Roasted Bone Marrow with Citrus Gremolata

Split marrow bones roasted until jiggly, topped with a bright citrus gremolata, watermelon radish, and microgreens. Served on grilled bread.

SERVES
4
ACTIVE
15 minutes
TOTAL
45 minutes
Roasted Bone Marrow with Citrus Gremolata

Bone marrow is the dish that separates people who eat from people who cook. It's pure fat, roasted in its own bone until it goes soft and jiggly, and you spread it on toast like the richest butter you've ever tasted. Most people have only had it at restaurants. It costs almost nothing to make at home.

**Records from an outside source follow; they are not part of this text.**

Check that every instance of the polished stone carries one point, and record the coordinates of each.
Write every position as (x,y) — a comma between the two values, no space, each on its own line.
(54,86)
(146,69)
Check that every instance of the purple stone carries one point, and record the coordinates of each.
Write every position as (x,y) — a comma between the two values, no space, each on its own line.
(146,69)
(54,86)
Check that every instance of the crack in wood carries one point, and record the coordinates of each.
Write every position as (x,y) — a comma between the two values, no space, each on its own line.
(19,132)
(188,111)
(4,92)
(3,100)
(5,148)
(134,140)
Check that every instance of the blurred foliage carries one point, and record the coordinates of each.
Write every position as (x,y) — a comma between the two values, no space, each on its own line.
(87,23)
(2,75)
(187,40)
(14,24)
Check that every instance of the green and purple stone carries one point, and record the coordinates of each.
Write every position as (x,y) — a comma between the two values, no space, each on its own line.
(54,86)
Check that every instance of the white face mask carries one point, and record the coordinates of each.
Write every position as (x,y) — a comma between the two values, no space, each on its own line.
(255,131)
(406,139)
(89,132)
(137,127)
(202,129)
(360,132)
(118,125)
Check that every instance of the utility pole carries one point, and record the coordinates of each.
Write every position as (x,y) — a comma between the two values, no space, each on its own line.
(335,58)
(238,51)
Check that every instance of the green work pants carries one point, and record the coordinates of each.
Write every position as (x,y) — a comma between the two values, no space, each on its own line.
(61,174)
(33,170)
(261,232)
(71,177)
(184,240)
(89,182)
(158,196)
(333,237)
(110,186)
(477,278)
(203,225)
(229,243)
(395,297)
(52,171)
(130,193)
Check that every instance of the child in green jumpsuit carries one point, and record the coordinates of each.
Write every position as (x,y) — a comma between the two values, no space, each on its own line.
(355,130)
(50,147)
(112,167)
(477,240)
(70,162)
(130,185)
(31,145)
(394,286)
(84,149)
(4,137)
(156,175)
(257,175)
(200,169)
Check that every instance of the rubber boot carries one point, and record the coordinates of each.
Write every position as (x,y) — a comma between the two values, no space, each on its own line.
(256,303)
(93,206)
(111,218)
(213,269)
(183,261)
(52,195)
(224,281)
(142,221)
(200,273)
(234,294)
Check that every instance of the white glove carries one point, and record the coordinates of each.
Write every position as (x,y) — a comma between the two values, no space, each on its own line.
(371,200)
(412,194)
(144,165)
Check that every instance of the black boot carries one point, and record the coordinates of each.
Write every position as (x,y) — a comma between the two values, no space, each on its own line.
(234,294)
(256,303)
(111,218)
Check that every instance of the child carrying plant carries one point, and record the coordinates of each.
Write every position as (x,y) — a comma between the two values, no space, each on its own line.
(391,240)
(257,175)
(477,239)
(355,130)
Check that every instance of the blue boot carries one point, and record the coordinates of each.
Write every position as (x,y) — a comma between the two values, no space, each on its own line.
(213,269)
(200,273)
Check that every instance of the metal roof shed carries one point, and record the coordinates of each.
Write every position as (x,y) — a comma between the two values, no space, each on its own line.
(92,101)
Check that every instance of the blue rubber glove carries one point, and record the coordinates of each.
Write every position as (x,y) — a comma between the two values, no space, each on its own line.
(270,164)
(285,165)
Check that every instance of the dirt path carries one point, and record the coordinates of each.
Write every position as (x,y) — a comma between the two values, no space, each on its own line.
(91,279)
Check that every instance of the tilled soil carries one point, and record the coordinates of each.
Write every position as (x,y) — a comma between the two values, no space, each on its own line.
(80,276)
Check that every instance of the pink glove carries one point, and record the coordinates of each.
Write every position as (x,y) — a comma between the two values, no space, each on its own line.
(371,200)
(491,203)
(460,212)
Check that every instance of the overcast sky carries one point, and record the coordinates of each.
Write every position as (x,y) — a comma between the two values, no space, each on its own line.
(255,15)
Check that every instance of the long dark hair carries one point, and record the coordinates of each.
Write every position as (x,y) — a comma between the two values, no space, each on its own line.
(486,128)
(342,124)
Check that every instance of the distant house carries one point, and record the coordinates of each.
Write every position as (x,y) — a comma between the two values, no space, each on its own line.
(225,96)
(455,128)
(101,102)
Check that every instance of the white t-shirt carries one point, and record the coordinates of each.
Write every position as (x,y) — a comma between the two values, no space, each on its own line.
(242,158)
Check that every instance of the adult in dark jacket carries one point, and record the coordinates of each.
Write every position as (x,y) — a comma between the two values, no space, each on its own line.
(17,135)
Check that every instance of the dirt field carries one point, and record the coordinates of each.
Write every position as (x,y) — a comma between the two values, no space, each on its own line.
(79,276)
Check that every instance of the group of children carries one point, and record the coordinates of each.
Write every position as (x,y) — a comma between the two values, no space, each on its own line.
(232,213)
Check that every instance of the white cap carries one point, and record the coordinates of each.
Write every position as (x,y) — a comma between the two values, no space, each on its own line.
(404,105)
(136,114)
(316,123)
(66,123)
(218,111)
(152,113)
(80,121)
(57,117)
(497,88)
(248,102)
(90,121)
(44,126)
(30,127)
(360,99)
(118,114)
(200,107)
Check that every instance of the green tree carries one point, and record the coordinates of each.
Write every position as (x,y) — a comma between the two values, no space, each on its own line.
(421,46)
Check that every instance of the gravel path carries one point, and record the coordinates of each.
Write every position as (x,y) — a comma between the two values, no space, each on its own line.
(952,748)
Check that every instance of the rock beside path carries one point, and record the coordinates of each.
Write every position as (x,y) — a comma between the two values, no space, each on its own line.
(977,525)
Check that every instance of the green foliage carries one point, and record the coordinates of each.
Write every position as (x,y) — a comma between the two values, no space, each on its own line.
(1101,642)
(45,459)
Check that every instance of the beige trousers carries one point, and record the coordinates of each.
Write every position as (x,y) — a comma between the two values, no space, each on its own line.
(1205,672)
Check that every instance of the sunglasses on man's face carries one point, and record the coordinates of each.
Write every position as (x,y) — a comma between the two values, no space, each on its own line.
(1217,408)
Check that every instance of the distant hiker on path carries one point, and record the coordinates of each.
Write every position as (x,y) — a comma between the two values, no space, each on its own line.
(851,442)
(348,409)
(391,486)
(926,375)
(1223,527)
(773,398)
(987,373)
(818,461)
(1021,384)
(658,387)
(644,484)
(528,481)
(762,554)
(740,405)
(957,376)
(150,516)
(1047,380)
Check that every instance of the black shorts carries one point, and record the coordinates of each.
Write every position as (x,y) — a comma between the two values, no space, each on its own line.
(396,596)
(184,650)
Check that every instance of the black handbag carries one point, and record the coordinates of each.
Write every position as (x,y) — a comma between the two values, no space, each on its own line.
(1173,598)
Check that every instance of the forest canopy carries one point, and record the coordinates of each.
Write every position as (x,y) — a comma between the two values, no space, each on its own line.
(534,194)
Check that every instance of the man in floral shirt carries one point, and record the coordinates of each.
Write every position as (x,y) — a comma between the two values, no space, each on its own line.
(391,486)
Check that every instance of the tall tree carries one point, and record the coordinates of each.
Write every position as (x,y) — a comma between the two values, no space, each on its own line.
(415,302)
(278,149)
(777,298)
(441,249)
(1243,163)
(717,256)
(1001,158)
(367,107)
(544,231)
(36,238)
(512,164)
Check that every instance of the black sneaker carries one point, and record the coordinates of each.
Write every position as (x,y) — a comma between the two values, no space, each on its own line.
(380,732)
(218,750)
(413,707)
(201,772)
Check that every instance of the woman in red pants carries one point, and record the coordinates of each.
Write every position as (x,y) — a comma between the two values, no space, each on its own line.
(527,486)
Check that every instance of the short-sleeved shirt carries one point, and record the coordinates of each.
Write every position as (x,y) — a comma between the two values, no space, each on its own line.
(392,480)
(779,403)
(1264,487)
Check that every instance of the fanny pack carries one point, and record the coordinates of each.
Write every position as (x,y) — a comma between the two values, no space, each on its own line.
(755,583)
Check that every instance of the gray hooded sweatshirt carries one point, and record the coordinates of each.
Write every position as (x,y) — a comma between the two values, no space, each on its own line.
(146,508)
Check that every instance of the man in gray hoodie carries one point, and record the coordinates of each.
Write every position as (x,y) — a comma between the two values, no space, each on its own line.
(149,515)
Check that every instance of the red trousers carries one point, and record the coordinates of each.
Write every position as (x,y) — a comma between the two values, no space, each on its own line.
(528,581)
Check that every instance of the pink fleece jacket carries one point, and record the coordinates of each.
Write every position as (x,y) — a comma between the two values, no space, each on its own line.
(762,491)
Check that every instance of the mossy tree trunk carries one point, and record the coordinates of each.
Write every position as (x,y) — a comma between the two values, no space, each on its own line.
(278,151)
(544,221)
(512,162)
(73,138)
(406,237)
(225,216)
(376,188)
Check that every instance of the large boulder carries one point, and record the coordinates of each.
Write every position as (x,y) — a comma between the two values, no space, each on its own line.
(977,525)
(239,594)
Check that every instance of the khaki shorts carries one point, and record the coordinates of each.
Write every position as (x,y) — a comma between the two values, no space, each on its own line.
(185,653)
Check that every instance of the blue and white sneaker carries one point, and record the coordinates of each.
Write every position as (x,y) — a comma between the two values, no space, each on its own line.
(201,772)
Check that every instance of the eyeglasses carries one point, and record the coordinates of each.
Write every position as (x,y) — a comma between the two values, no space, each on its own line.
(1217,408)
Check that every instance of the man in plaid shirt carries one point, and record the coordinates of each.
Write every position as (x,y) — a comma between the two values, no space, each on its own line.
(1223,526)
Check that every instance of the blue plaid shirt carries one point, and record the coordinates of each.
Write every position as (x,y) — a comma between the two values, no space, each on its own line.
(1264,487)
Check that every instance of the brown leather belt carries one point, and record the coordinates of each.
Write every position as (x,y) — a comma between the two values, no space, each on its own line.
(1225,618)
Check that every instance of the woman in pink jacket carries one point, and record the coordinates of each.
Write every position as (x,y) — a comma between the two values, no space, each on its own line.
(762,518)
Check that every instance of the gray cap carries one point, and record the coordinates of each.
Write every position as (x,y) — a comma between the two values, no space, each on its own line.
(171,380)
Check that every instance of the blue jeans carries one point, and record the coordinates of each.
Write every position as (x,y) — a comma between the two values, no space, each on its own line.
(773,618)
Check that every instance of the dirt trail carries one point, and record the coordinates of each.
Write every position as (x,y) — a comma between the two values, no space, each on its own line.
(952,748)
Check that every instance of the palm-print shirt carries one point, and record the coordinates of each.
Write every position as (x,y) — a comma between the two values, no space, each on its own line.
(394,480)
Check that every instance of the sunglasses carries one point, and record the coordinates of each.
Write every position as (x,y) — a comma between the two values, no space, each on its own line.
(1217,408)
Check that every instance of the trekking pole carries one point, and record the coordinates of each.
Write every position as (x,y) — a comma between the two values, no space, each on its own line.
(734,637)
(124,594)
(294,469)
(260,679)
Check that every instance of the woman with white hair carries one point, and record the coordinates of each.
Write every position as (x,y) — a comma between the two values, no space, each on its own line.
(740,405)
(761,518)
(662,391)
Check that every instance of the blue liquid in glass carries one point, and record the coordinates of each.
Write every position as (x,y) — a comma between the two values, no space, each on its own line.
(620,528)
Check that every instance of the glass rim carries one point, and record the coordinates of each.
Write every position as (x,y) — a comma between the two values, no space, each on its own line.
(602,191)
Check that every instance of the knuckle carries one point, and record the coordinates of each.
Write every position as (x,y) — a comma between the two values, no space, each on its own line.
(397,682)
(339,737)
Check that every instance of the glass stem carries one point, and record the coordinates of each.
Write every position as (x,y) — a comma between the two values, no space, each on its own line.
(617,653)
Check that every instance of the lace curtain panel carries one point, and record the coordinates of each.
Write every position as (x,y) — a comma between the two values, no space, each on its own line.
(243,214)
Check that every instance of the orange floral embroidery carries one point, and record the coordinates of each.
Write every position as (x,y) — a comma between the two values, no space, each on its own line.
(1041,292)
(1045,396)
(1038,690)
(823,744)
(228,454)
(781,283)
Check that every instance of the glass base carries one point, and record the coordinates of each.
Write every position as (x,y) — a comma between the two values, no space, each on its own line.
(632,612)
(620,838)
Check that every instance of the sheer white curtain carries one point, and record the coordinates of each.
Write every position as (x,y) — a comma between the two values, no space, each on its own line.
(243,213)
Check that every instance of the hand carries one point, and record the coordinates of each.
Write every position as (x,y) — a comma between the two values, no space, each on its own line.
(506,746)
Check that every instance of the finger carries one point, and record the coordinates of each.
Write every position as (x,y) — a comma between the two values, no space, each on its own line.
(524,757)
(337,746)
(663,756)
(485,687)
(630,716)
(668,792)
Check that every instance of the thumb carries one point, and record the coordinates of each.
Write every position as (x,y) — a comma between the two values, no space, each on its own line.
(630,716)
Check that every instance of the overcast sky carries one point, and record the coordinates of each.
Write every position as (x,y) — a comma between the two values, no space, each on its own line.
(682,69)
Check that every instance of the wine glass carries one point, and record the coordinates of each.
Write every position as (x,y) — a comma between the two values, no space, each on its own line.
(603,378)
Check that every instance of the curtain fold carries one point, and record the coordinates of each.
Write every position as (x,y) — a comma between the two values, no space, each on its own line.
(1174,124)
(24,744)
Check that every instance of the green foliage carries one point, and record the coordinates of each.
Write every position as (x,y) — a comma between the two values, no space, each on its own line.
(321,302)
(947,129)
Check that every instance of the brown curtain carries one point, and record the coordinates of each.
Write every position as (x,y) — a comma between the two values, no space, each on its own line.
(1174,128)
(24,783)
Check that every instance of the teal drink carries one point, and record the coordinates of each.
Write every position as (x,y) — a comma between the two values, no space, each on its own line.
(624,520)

I got hooked on marrow at a place in Chicago that served it with a citrus salad on top. The acid and the brightness cut through all that richness and made it feel like you could eat the whole plate without hitting a wall. That's what this recipe does.

Ingredients

The Marrow

  • 4 center-cut marrow bones, split lengthwise (ask your butcher)
  • Flaky salt
  • Coarsely ground black pepper

Citrus Gremolata

  • 1 cup flat-leaf parsley, finely chopped
  • 1 small shallot, minced
  • Zest and segments of 1 navel orange
  • Zest of 1 lemon
  • 1 tablespoon capers, chopped
  • 2 tablespoons good olive oil
  • Pinch of red pepper flake

Garnish

  • Watermelon radish, sliced paper thin
  • Microgreens
  • Grilled sourdough or country bread

The Cook

Soak the Bones

Soak the marrow bones in cold salted water for 12-24 hours in the fridge, changing the water a few times. This draws out the blood and impurities. The marrow should look creamy white when you're done.

Roast

Preheat your oven to 450F. Place the bones cut-side up on a sheet pan. Season with salt and pepper. Roast for 15-20 minutes until the marrow is soft, slightly bubbling at the edges, and starting to pull away from the bone. You want it jiggly, not melted. If you go too long, you lose it all into the pan.

While It Roasts

Make the gremolata. Toss the parsley, shallot, orange segments, both zests, capers, olive oil, and red pepper flake together. Season with a pinch of salt. This should be bright and punchy. It's doing all the heavy lifting against the richness of the marrow.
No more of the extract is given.